CoreWeave is looking to solve the problem of architecting, building, and operating the next generation of reliable, secure, and massively scalable infrastructure for their GPU-driven data centers, which power advanced AI and large-scale computing workloads.
Requirements
- Expertise in Go and proven experience building REST/gRPC APIs for mission-critical platforms.
- Strong background in architecting and scaling cloud-native Kubernetes infrastructure and distributed services.
- Hands-on experience with observability stacks (Prometheus, Grafana, PromQL), CI/CD pipelines, and operating large fleets of GPU servers.
- Track record of leading incident response, postmortems, and driving robust service reliability.
- Working knowledge of Kafka, ClickHouse and CRDB.
- DMTF, RedFish APIs, and GPU servers.
Responsibilities
- Provide technical leadership in designing, architecting, and operating large-scale infrastructure services for GPU servers, with a focus on security, reliability, and scalability.
- Build and enhance infrastructure services and automation, including inventory management systems and lifecycle management solutions using open source technologies.
- Drive strategic direction for infrastructure automation, lifecycle management, and service orchestration, making MetalDev core services more scalable and resilient.
- Define best practices for API development (REST/gRPC), distributed databases, and Kubernetes orchestration—while mentoring engineers to follow your lead.
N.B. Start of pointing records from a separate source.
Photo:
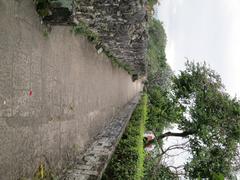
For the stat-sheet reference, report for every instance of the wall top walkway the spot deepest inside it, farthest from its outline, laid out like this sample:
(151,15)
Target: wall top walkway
(94,161)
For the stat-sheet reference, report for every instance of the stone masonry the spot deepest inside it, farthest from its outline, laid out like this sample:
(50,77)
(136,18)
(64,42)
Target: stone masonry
(94,161)
(120,24)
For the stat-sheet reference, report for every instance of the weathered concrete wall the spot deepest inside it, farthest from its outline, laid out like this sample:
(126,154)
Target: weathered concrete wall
(56,92)
(94,160)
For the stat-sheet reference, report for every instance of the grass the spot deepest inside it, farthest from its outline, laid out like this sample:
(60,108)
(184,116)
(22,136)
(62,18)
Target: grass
(128,159)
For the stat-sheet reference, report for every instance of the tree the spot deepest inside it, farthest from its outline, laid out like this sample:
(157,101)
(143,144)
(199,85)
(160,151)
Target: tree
(210,120)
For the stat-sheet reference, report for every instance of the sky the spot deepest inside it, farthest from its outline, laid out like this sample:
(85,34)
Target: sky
(204,30)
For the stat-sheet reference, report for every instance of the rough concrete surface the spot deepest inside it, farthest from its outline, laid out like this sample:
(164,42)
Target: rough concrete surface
(56,92)
(94,160)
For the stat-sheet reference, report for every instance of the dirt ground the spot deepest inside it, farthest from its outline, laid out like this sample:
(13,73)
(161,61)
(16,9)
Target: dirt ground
(56,92)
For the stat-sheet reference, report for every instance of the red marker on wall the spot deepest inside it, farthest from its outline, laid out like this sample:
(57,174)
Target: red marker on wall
(30,92)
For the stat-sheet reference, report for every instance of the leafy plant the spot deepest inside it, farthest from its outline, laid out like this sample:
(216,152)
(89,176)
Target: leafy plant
(128,159)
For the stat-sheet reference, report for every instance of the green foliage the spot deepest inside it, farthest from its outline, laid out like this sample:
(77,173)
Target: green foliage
(42,7)
(159,72)
(128,159)
(156,171)
(162,110)
(213,120)
(151,4)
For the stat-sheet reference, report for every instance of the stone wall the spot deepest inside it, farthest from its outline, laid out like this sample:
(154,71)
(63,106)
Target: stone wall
(56,92)
(93,162)
(120,24)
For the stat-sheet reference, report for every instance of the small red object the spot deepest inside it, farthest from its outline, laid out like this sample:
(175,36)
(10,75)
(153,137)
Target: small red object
(30,93)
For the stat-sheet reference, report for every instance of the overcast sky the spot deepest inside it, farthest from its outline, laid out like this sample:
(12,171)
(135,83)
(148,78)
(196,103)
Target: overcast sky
(204,30)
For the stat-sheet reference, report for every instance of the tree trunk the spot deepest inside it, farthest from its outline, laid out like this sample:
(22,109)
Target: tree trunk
(182,134)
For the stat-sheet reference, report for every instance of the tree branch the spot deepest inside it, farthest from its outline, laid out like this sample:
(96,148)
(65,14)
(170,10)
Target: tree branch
(182,134)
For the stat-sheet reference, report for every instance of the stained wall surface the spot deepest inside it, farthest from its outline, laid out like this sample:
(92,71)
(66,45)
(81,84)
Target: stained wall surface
(56,92)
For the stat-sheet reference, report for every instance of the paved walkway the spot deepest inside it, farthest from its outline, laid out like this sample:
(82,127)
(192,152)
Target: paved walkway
(56,92)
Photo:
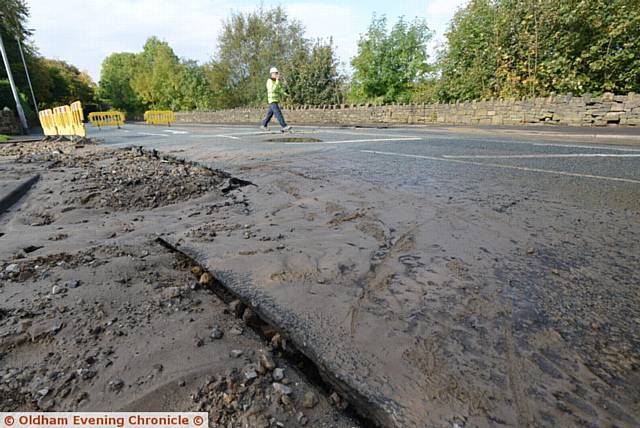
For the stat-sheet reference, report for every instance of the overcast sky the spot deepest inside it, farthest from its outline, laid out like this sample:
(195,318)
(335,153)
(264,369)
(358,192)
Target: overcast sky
(84,32)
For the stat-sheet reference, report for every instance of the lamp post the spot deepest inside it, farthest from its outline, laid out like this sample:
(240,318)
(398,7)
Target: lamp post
(26,71)
(23,119)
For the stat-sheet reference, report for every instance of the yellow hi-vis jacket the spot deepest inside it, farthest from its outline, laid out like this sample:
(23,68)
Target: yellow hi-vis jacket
(274,91)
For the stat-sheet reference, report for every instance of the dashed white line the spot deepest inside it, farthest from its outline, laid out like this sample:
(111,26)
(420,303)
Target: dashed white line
(546,156)
(152,134)
(584,146)
(215,136)
(494,165)
(368,140)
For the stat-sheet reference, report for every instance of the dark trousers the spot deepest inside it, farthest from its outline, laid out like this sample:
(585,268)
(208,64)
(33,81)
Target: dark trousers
(274,108)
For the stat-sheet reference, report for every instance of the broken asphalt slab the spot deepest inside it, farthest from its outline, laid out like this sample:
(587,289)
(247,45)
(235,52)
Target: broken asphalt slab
(11,191)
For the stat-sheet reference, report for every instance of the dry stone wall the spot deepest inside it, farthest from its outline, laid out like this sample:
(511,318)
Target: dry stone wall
(586,110)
- Partner with hardware, software, and operations teams to align infrastructure with business impact.
- Contribute to open source communities (e.g., Go, Redfish) through collaboration and technical thought leadership.
- Lead and improve CI/CD pipelines for hardware compliance, firmware management, and data systems.
Other
- 8+ years of software engineering experience with a strong focus on infrastructure, cloud engineering, and distributed databases—particularly within large-scale datacenter and cloud environments.
- Proven success in mentoring engineers, leading technical projects, and influencing engineering strategy across teams.
- Experience contributing to and collaborating with open source communities.
- Skilled in applying a data-driven approach to reliability, optimization, and continuous improvement.
- Excellent communicator able to work effectively with both technical and non-technical stakeholders.